Former Giants legend Madison Bumgarner could have been trade bait before the deadline

With the worst record in baseball, a minus 62 run differential, and ERA staff pushing 5, the Diamondbacks are a mess and nothing at all Madison Bumgarner had introduced himself when he signed with Arizona before last season.

Buried in last place in the National League West with little hope of denting the division, the Diamondbacks could be a popular target as the July 30 deadline approaches for competitors looking to step up.

Management will be eager to discharge and there are several attractive players including infielder Eduardo Escobar, who will be free agent after the season with 14 homers, and David Peralta, a defensive-minded corner field player with pop against right-handed.

Then there are Bumgarner. A few weeks ago he finished a six-game stretch where he went 4-1 with a 1.32 ERA while hitting 39 and going six and enjoying a speed bump like he was in his prime with the Giants.

Bumgarner’s heroic post-season résumé would have been appealing to teams looking to bolster their October rotation.

Then it fell apart. During his next three starts, he gave up 16 earned runs and 21 hits in 12 innings, with his ERA balloon rising to 5.73. Now he’s on the injured list with a shoulder infection and said he’d felt it for the past two or three weeks without telling the team and thought it was going to go away.

Had Bumgarner continued to pitch well, the humble Diamondbacks would have had a chance to move him to the deadline and lose some of what was left of his $ 85 million contract. That seems impossible now.

Based on Bumgarner’s contract, he can block deals for five teams, but it seems he’ll be left in the desert for the time being, not an encouraging prospect considering the Diamondbacks are going in the wrong direction, losing 16 games in a row.

Your last road win? Bumgarner’s seven-inning no-hitter on April 25th.

All about the majors

• Let’s acknowledge Mike Norris‘Fabulous 1980 season with the A’s, 22 wins, 284 ⅓ innings, 2.53 ERA and 1.048 WHIP. We are reminded of Norris because the Mets Jacob deGrom opened that season with eight starts of at least five innings and no more than one earned run, and only three other pitchers had done so since 1901. One was Norris, who never had a problem getting five innings. He usually did this before breakfast. That year he threw 24 complete games.

• The MVP awards will be renamed this year after Kenesaw Mountain Landis‘Name was removed in October. The commissioner, who served from 1920-1944, helped keep black players out of the major leagues, and a perfect name to put on plaques grew up in Oakland Frank Robinson, the only player to have won an MVP in both the national and American leagues. But an even better name would be Josh Gibson, the legendary catcher and thug of the Negro Leagues, who died of a brain tumor in 1947 at the age of 35 just before the color barrier was broken Jackie Robinson. It would be a wonderfully fitting homage – “poetic justice,” said great-grandchildren Sean Gibson – to a man who was expelled from the majors because of Landis’ bigotry and his group of white owners.

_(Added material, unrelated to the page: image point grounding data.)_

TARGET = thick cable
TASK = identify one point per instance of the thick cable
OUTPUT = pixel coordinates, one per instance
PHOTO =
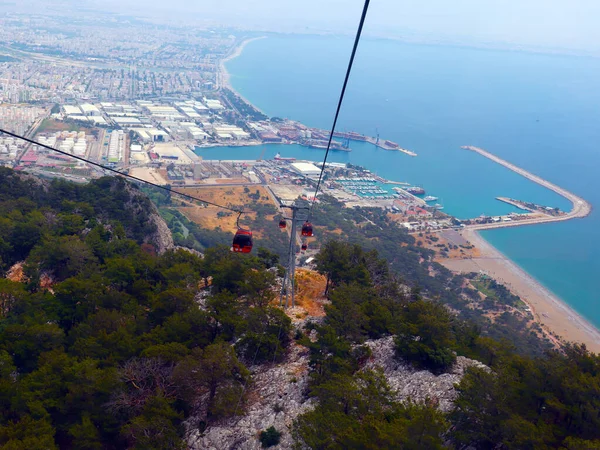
(191, 197)
(341, 99)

• We were led to believe in 1975 that Bob Watson scored the millionth run in major league history and it did not because the total only included the national and American leagues, despite the fact that baseball recognized the Federal League, Union Association, and other leagues as major leagues in 1969. Run # 1 million would have been scored much earlier. Last week, Atlantas Josh Donaldson is said to have made the two millionth run, the total including the leagues recognized in 1969. Well, that’s probably wrong too, because record keeping wasn’t an exact science in the early days and the totals vary depending on who is in charge, the one, Elias Sports Bureau, or baseball reference. As an MLB historian John Thorn suggested, counting runs is like counting stars.

• Watson’s so-called millionth run was held at Candlestick Park, and it was much more hyped than Donaldson’s. Mr. 1M should get a million Tootsie Rolls and a watch and when Mild May haunted John Montefusco, Watson started jogging home but started sprinting when Astros Reliever in the bullpen off the third baseline knew 999,999 runs were on the books and told him to run hard. Watson met at 12:32 p.m. seconds earlier Davey Concepción did his homerun sprint in Cincinnati.

• Little things: The man to whom the 999,999. Run is attributed to: Claudell Washington the A’s in Chicago six minutes before Watson crossed the candlestick plate.

• A computer estimate at the time predicted the 2 millionth run would be made in 2045. Obviously, the computer wasn’t handling future expansion, designated bats, smaller ballpark, juiced baseballs, steroids, launch angles, exit speeds, hard hit rates, and bigger guys.

• What a cool dream is coming true Matt McDonald, a clever sidewinder on the Salem-Keizer volcanoes, the former Giants farm team and now a member of the independent Mavericks League, which emerged after the restructuring of the minor league. McDonald, from Dublin High School, is the son of Bay Area sports writers Michelle Smith and Jerry McDonald and not only carries No. 6 (Tim Lincecums old number with the Volcanoes, his first professional team), but he uses Timmy the Kid’s old locker at the Volcanoes Stadium.